MOSCOW (AP) — A Russian court on Monday ordered an influential monk, who has denied the existence of the new coronavirus and urged his followers to ignore government lockdown orders, to pay a fine for fomenting enmity through his sermons.
When contagion engulfed Russia, Father Sergiy declared the coronavirus non-existent and denounced government efforts to stem the pandemic as “Satan’s electronic camp.” In fiery sermons laden with anti-Semitic statements and vitriol against a supposed masonic “world-government,” the monk has described the vaccines being developed against COVID-19 as part of a global plot to control the masses via chips.
On Monday, a court in Verkhnyaya Pyshma in the Ural Mountains region found Father Sergiy guilty of “inciting hatred” and ruled that he should pay a fine of 18,000 rubles (about $250).
The 65-year-old monk, who has attracted nationwide attention by urging followers to disobey the government’s lockdown measures and church leadership and ignore church closures earlier during the pandemic, didn’t attend Monday’s court hearing.
The relatively small fine reflected authorities’ indecision on how to respond to the challenge from the widely popular monk, who has defied the Kremlin’s lockdown orders and taken control of a convent in the Urals.
The church banned the monk from ministry in April, but he has continued preaching and last month took charge of the convent outside Yekaterinburg that he had founded years ago. Dozens of burly volunteers, including veterans of the separatist conflict in eastern Ukraine, helped enforce his rules, while the prioress and several nuns have left.
Father Sergiy has denounced Russian President Vladimir Putin as a “traitor to the Motherland” serving a Satanic “world government” and dismissed Russian Orthodox Church Patriarch Kirill and other top clerics as “heretics” and “enemies of God and Holy Mother of God” who must be “thrown out.”
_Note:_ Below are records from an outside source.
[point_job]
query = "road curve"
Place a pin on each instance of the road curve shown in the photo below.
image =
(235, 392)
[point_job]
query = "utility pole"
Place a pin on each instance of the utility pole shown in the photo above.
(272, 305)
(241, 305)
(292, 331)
Earlier this month, a Russian Orthodox Church panel in Yekaterinburg ruled to strip Father Sergiy of his abbot’s rank for breaking monastic rules. He didn’t show up at the session and dismissed the verdict, urging his backers to defend the Sredneuralsk convent where he has holed up.
The police visited the convent last month a day after Father Sergiy took over, but found no violations of public order. Facing stiff resistance from his supporters, church officials have appeared indecisive, lacking the means to enforce their ruling and evict the rebellious monk by force.
Another court in the Urals earlier this month ordered Father Sergiy to pay a fine of 90,000 rubles ($1,250) for spreading false information about the coronavirus.